The physician will initially check to ensure that the blood circulation to your legs is okay. Additionally, they will schedule ultrasound and blood pressure checks for your legs.
Aching, Swollen, And Discolored Legs That Develop Wounds Or Ulcers
This is another prevalent symptom of venous illness, a vascular ailment. Additionally, it’s critical to understand that you are at significant risk of developing varicose veins if you have a venous illness.
Varicose veins are swollen, ropey blood vessels that might appear red or purple on the knees, calves, and thighs. Blood clots can form in the deep swollen, ropey blood arteries, eventually migrating to the lungs and causing rupture.
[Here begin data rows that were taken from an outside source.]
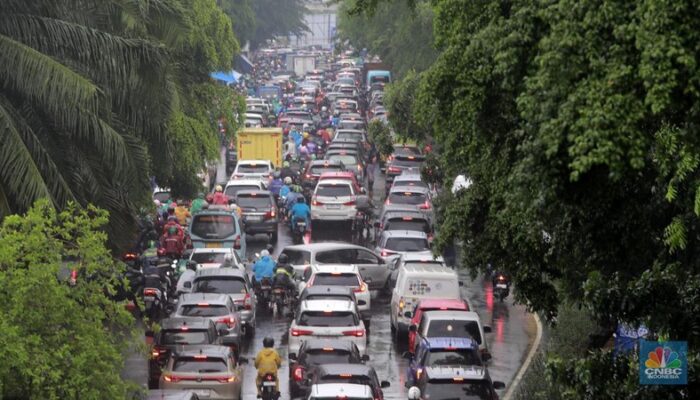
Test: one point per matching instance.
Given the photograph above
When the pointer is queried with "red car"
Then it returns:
(432, 305)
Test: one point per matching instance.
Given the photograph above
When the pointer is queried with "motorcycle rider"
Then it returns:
(268, 361)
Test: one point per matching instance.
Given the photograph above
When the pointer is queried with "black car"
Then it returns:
(315, 352)
(349, 373)
(178, 332)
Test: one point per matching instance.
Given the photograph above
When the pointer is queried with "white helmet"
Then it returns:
(413, 393)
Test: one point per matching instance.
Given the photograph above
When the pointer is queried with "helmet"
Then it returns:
(413, 393)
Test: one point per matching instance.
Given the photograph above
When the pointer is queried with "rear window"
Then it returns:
(198, 310)
(338, 190)
(410, 198)
(327, 319)
(184, 337)
(407, 244)
(200, 365)
(454, 329)
(407, 224)
(218, 284)
(336, 279)
(253, 201)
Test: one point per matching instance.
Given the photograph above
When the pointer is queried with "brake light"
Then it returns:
(355, 332)
(298, 374)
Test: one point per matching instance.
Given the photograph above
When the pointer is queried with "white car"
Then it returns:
(333, 200)
(215, 257)
(322, 319)
(340, 391)
(338, 275)
(253, 169)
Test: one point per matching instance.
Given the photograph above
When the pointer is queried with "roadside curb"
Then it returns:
(528, 360)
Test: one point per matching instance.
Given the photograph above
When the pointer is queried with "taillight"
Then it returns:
(298, 374)
(301, 332)
(355, 332)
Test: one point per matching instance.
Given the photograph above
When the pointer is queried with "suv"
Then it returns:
(315, 352)
(442, 352)
(327, 318)
(448, 382)
(259, 212)
(176, 332)
(210, 371)
(236, 284)
(216, 307)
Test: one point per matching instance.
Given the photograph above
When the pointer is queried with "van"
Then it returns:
(417, 282)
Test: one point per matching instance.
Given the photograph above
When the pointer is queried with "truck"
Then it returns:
(260, 144)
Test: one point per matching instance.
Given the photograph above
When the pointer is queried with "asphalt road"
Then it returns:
(512, 331)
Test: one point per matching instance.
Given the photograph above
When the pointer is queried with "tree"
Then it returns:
(60, 341)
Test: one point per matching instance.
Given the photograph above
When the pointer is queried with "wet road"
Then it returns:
(512, 332)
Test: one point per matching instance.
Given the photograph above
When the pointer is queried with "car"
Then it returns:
(216, 307)
(373, 268)
(253, 169)
(338, 275)
(327, 391)
(315, 352)
(174, 333)
(454, 382)
(392, 243)
(326, 319)
(415, 283)
(333, 200)
(233, 186)
(259, 212)
(350, 373)
(442, 352)
(454, 324)
(426, 305)
(214, 258)
(316, 168)
(234, 283)
(210, 371)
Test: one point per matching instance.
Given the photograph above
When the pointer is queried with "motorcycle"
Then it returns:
(268, 389)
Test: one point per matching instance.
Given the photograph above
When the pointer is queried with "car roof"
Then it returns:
(327, 305)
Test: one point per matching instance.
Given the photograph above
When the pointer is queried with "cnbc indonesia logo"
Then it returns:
(663, 365)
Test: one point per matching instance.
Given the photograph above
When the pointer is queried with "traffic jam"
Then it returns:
(309, 271)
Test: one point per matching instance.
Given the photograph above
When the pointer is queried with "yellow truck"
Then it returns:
(260, 144)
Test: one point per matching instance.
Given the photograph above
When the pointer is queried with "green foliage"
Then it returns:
(59, 341)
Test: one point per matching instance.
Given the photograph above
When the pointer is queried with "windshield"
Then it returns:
(411, 198)
(336, 279)
(443, 357)
(448, 389)
(200, 365)
(255, 202)
(407, 244)
(208, 258)
(185, 337)
(200, 310)
(219, 284)
(333, 191)
(213, 226)
(403, 224)
(327, 319)
(452, 328)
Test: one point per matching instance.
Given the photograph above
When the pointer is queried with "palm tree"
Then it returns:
(84, 92)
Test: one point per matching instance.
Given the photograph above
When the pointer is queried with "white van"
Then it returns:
(416, 282)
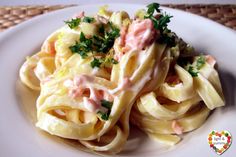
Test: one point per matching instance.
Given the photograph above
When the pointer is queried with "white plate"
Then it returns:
(19, 137)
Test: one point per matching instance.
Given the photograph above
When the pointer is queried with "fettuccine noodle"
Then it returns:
(97, 74)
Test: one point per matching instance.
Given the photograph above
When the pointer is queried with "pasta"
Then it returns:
(96, 75)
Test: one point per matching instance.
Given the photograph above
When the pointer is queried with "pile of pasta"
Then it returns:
(147, 87)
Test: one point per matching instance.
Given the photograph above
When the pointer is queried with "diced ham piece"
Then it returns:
(91, 105)
(96, 94)
(79, 15)
(76, 92)
(173, 79)
(123, 33)
(92, 97)
(178, 129)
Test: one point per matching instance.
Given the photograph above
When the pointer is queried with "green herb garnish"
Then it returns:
(88, 19)
(105, 42)
(152, 8)
(160, 23)
(73, 23)
(96, 63)
(82, 47)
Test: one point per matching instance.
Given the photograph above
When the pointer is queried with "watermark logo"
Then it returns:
(219, 141)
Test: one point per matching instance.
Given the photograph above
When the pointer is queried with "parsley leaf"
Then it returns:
(73, 23)
(192, 71)
(160, 23)
(95, 63)
(88, 19)
(200, 62)
(82, 47)
(104, 44)
(152, 7)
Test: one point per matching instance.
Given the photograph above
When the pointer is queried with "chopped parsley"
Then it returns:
(152, 8)
(200, 62)
(101, 43)
(105, 41)
(82, 47)
(160, 23)
(96, 63)
(108, 105)
(88, 19)
(73, 23)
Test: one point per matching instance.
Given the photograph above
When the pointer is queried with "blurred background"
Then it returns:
(13, 12)
(55, 2)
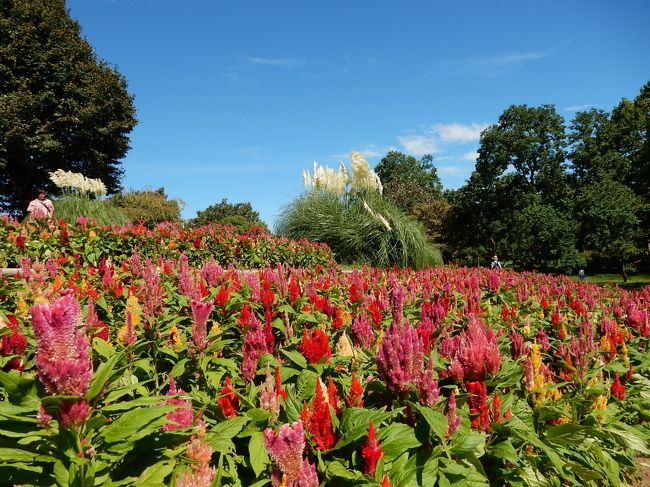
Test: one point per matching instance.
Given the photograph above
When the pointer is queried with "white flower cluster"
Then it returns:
(326, 178)
(77, 181)
(363, 178)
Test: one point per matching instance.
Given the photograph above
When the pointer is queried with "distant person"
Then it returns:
(40, 207)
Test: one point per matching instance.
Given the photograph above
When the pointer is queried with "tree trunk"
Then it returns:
(623, 270)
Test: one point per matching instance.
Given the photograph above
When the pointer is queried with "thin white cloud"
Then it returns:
(451, 170)
(580, 108)
(458, 133)
(420, 144)
(277, 62)
(470, 156)
(438, 137)
(489, 66)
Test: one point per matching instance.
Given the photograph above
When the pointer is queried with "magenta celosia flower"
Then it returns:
(400, 358)
(180, 418)
(428, 386)
(453, 419)
(269, 399)
(253, 348)
(150, 290)
(362, 331)
(477, 353)
(73, 414)
(62, 358)
(307, 476)
(200, 314)
(286, 448)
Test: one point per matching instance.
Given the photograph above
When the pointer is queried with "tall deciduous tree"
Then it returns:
(407, 181)
(60, 107)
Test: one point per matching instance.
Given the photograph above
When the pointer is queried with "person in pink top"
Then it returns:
(40, 207)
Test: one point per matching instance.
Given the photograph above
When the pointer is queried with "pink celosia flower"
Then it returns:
(400, 358)
(269, 397)
(200, 314)
(62, 358)
(180, 418)
(286, 448)
(428, 386)
(477, 353)
(453, 419)
(362, 331)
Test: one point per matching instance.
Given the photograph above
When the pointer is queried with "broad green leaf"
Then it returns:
(102, 374)
(258, 455)
(136, 424)
(295, 357)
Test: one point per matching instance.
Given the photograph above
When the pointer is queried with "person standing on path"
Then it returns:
(41, 207)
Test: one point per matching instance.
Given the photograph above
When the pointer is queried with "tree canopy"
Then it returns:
(60, 107)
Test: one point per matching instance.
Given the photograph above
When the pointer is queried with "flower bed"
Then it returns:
(154, 372)
(89, 244)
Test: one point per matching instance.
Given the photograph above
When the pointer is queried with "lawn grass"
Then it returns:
(634, 281)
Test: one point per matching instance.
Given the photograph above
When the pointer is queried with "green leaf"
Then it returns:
(335, 469)
(395, 439)
(295, 357)
(258, 455)
(102, 374)
(136, 424)
(436, 421)
(229, 428)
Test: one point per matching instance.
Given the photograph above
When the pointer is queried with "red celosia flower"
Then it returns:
(333, 396)
(478, 407)
(315, 346)
(371, 451)
(318, 421)
(222, 296)
(279, 390)
(618, 389)
(229, 401)
(356, 393)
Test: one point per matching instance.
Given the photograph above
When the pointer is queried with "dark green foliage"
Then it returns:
(149, 207)
(61, 108)
(352, 227)
(408, 181)
(241, 215)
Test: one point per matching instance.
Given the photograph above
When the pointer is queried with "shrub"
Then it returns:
(147, 206)
(358, 225)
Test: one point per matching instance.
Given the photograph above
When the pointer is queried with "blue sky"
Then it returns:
(235, 99)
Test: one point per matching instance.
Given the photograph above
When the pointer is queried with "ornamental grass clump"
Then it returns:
(81, 198)
(350, 215)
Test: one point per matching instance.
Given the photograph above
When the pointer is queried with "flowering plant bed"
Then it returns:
(162, 371)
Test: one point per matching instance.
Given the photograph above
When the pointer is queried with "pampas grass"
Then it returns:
(375, 233)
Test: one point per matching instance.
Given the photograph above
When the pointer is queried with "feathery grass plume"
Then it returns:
(355, 235)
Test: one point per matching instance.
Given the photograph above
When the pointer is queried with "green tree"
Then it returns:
(521, 162)
(407, 181)
(149, 207)
(241, 215)
(609, 212)
(60, 107)
(543, 238)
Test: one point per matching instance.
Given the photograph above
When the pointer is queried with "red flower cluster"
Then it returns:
(371, 451)
(315, 346)
(318, 421)
(228, 401)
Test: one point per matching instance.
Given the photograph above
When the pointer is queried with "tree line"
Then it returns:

Blurred Vision, Numbness, and Tingling
Another frequent sign of the vascular disease is impaired vision, numbness, and tingling. These symptoms are frequently associated with a stroke. If this occurs, a stroke can result in the loss of brain tissue, resulting in brain damage, lasting disability, or even death.
If you develop this symptom, schedule an appointment with a vascular physician immediately.
Experiencing Severe, Sudden Back And Abdominal Pain
An aneurysm is a frequent vascular disorder. This syndrome deteriorates the artery wall, leading it to become excessively thin. While aneurysms typically form in the aorta, the danger is that they can arise in any artery in your body, including those in your heart, leg, or brain. Additionally, there is an excellent probability that it will rupture and cause a life-threatening condition.
It is sometimes stated that prevention is preferable to cure, which means there are steps you may take to avoid developing vascular problems. You may control your cholesterol levels by diet and exercise and by maintaining a healthy weight. However, if you suffer any of the above symptoms, you should consult a vascular physician.